8h20,RER A en direction de Paris, quelques notes de guitare tintent dans le wagon. Les passagers lèvent la tête, presque las de ce phénomène récurrent. Ils s'apprêtent à replonger qui dans son livre, qui dans ses pensées. Mais la mélodie les accroche. Elle est belle, elle est jouée délicatement. L'homme n'essaie même pas d'y apposer sa voix, certainement conscient de son manque de talent dans ce registre. Il joue simplement et les notes glissent séduisant ces hommes et ces femmes déjà fatigués en ce début de matinée. Et cela dure.
Ils lèvent une nouvelle fois la tête pour étudier ce virtuose à l'apparence insignifiante. Un SDF très certainement. Mais il n'a pas le visage ravagé par l'alcool, il n'a pas ces vêtements d'une propreté douteuse, il n'a pas de barbe sauvage et les cheveux mal peignés. Non, il est propre, rasé, coiffé. Il joue simplement sans trop d'espoir. C'est ce qui le maintient dans un semblant de dignité.
Il a fini, il ne se lance pas dans un discours sur la misère de sa vie. Il sort juste un porte-monnaie élimé, désespérement vide.

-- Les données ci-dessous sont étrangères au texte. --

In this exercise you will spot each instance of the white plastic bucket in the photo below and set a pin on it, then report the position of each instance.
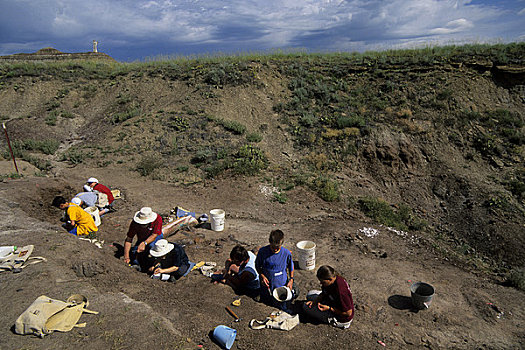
(217, 219)
(93, 211)
(306, 252)
(282, 294)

Et les gens donnent. Beaucoup. Moi aussi. Je cherche une pièce d'un euro et je n'en trouve qu'une de deux. Je la mets dans le porte-monnaie qui se remplit.
Il repasse une nouvelle fois, j'ai le temps d'étudier son visage. Il sourit avec incrédulité. Il ne semble pas habitué à tant de générosité.
C'était un instant hors du temps quasi magique.